When I got married and starting having children, I was very concerned for my children that they would also have this same curse. When my husband and I joined the Church of Jesus Christ of Latter Day Saints I felt so good inside I had never experianced such a wondrful feeling I wasn't even sure what I was Feeling I just knew it felt good.
Doug and I became inactive in this church because my husband wasn't quite sure he believed all of its teachings. And I felt I was and evil person inside so it didn't matter. During this time I received visiting teachers and I was a visiting teacher also, for about 8 years. Sometimes I didn't answer the door when my visitng teachers came and some times when I was suppose to go visiting teaching I wouldn't show. But when I did it felt wonderful. I love this feeling. Then one day I was invited to a VT conference where we were served lunch to say thank you for going and doing our visiting teaching. At this conference everyone was handed their new visiting teaching routes, which I didn't get one.
I became so emotion that I got up and went to the bathroom, I was crying uncontrollably someone heard me and told the young lady who I rode with that I was in the rest room crying.

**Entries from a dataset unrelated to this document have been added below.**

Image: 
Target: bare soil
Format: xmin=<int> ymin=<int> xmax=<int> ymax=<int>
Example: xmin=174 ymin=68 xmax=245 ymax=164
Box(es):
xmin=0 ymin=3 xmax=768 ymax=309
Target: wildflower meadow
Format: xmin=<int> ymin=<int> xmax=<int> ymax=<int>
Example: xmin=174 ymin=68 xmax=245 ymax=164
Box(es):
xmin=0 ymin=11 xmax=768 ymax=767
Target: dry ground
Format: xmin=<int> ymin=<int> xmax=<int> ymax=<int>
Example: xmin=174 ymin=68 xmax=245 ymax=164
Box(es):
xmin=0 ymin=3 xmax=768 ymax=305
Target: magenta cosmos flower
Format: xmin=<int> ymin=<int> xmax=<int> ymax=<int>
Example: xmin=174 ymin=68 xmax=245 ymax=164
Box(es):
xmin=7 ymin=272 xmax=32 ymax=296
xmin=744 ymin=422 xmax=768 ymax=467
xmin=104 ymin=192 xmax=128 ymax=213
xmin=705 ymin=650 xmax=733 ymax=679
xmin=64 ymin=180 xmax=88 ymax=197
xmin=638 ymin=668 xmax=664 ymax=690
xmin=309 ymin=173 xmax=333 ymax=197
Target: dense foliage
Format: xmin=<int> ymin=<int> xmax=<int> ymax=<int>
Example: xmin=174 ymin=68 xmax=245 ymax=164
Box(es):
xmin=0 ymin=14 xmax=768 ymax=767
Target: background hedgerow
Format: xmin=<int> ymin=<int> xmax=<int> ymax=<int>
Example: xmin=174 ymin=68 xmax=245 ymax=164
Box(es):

We both had an epiphany that day. I felt like my only connection with the Lord was being taken away from me, I felt lost and alone. Of course the sister that was in charge was amazed that visiting teaching meant so much to me. I love visiting teaching and the all the sisters who loved me and brought me lessons and just loved me for who I was, I am thankful for that great lesson I learned about visiting teaching that day.
What a great program the church has for helping us learn more about each other and to help others come unto Christ. Just remember when your visiting some inactive sister, she needs you to be loving and kind towards her you may be what she needs to come unto christ. We are the ones that that help the Lord bless the lives of others if we are listening.